To bind to inflammatory cytokines, or their receptors & downregulate their functions.

This will help to reduce immune & inflammatory responses.

37
Q

What is the main MOA of tsDMARDs - JAK inhibitor?

A

JAK inhibitors bind to JAK proteins inside the cells.
This prevents JAK from transphosphorylating the cytokine & growth factor receptor.

38
Q

What should we not do when using bDMARDs or tsDMARDs?

A

Do not use >1 bDMARDs/tsDMARDs at the same time.

39
Q

Why is bDMARDs preferred over tsDMARDs?

A

bDMARD is preferred over tsDMARDs as tofacitinib carries higher risk for MACE & malignancy.

tsDMARDs are associated w - increased CV risk, malignancy and thromboembolic events.

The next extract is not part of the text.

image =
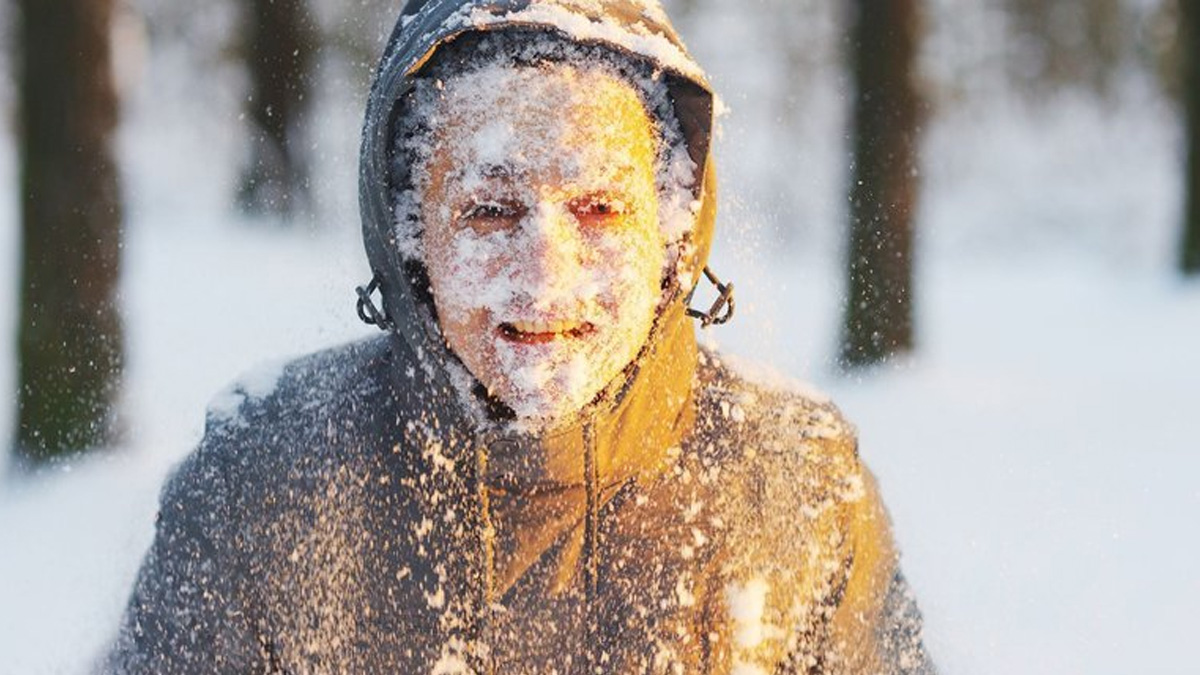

JAK inhibitors are often the last resort.

40
Q

When do we stop DMARDs in RA patients?

A

We discontinue DMARDs when RA pt has been at target levels for ≥6 months.

However, we do NOT discontinue abruptly. There must be gradual discontinuation.

41
Q

What are some non-pharmacological management interventions for RA?

A
  1. Avoid high-intensity weight bearing exercises / activities
  2. Do range of motion exercises
  3. Do exercises to increase muscle strength
  4. Do aerobic exercises

Caution against resting too much as it can lead to sedentary lifestyle.